6.《ネタバレ》 先日の終戦記念日。春に某動画配信サービスが終了して、気がつけば未レビューの太平洋戦争映画ストックが無くなっていました。
そこでこの映画の出番となったんですが、太平洋戦争の映画というより、医学界の縮図、日本の社会構造、自分で考えて行動をしない集団心理に焦点が置かれていましたね。
オープニングから古い映画かと思ったけど'86年制作。あぁ、世代的に当時観た顔がいっぱい出てくる。そしてモノクロにした意味はすぐに理解できた。これ、カラーだと多分最後まで観てられない。
戦時中の日本の公的な組織、西部軍と九州帝国大学が、人道的に超えてはいけない一線を越えた実際の事件。

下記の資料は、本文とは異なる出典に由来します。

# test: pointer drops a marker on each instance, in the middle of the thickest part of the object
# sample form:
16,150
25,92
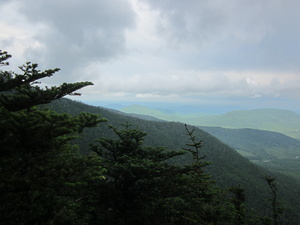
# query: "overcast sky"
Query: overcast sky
244,53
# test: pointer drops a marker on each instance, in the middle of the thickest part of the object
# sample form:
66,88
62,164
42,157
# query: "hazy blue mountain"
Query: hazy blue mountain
278,120
271,150
228,167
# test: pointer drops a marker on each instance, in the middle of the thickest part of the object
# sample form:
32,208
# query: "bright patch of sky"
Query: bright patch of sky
243,54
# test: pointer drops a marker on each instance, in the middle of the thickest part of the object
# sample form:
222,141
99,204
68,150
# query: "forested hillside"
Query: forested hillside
277,120
64,162
271,150
228,167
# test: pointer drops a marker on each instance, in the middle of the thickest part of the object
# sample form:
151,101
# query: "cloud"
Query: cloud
70,34
161,49
246,34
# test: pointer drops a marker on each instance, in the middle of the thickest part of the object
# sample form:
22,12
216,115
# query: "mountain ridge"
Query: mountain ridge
278,120
229,168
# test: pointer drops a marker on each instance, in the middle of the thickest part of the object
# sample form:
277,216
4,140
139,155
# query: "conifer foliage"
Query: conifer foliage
41,174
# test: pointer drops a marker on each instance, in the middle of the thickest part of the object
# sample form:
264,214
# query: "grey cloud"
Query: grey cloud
77,32
241,34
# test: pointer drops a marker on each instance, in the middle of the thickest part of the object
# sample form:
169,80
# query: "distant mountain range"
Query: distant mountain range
228,167
270,150
277,120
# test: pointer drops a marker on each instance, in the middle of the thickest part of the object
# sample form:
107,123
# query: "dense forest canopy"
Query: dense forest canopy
49,174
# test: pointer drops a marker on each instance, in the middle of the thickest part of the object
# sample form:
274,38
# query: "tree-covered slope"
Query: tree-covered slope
277,120
229,168
270,150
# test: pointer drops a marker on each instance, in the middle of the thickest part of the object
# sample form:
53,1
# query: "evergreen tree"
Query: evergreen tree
143,187
42,176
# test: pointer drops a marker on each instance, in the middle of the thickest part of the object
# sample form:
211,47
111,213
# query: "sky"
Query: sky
225,54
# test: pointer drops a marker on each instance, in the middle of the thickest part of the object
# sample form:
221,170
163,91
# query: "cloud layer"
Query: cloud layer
162,49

私がこの事件を知ったのはここ10数年くらいのことで、戦中に日本軍が行ったと言われる蛮行(南京大虐殺とか)が、ホントかウソか疑問を持った頃だったように思う。で、この事件はホント。
田部夫人のように、出世のために治す目的の患者と、おばはんのように実験のために入院している、治る見込みのない患者。両者に目に見えない線引がされている、病院の裏側を観せられる。

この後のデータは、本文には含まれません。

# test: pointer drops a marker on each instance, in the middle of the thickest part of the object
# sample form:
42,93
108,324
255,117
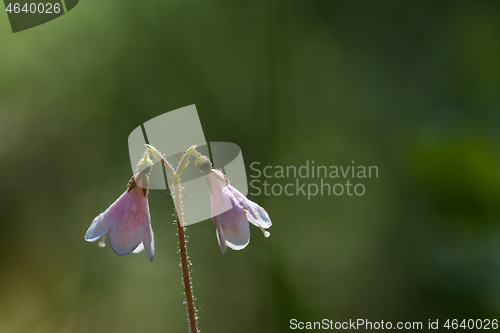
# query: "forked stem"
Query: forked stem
188,288
186,278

ヒルダが上田看護婦に言った「死ぬことが決まっていても、殺す権利は誰にもない」という考え方。この考え方があまりに欠如しているのが恐ろしい。
上のヒルダの言葉はドイツ語。そのあと日本語で「神様が怖くないのですか?あなたは神様の罰を信じないのですか?」と。上田は休職させられるが、彼女が実験に参加したのはヒルダへの当てつけ。安楽死を命令した浅井にではなく、止めたヒルダに向けられる歪み具合。上司の命令より神の教えが鬱陶しいと思える社会。当時も今も変わらない日本人って気がする。

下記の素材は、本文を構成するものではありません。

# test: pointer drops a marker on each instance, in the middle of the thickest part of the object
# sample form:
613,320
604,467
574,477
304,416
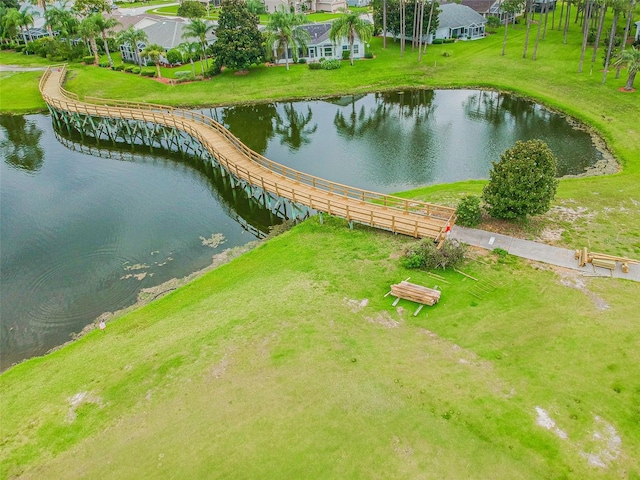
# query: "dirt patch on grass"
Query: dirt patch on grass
383,319
79,399
573,279
605,445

勝呂にせよ戸田にせよ、捕虜の解剖に対し罪悪感が麻痺していたのは戦争のせいだろうか?大学病院という社会の構図がそうさせていたのか?この映画を観る限り、戦争は環境要素のひとつに過ぎないんだろう。田部夫人の死の隠蔽などは、平時でも行われていたんだろう。
本作のような、大ヒットはしないだろうけど、真面目な題材の見応えのある映画を、もっと創ってほしいと思ってしまう。
ただ100%真面目に作られた社会派映画…ってわけじゃないと思える理由の一つが岡田眞澄の日系アメリカ人通訳。…まぁでも、ファンファン大佐はこの映画の後に産まれてるしなぁ。じゃなくて、この題材で、相当作り込まれた手術シーン。
この映画が制作された当時は、かなり残酷描写が過激になった時代で、ギニーピッグとか悪趣味なグロい映像も創られてた。今の目で観ると必要以上に直接描写されている手術シーンも、この時代の作品と考えると納得できる。
捕虜から切り取ったレーヴル。この話はホントかどうか。でもこの時代(大戦中)だからやってそうだし、この時代('80年代)だから、この場面入れたんだろう。
先日、道東で恐れられた忍者熊“OSO18”が駆除されたニュースをやってて、その肉がジビエ素材として人気急増したそう。その肉食べたい!って感覚が、解る人には解るのかなぁ?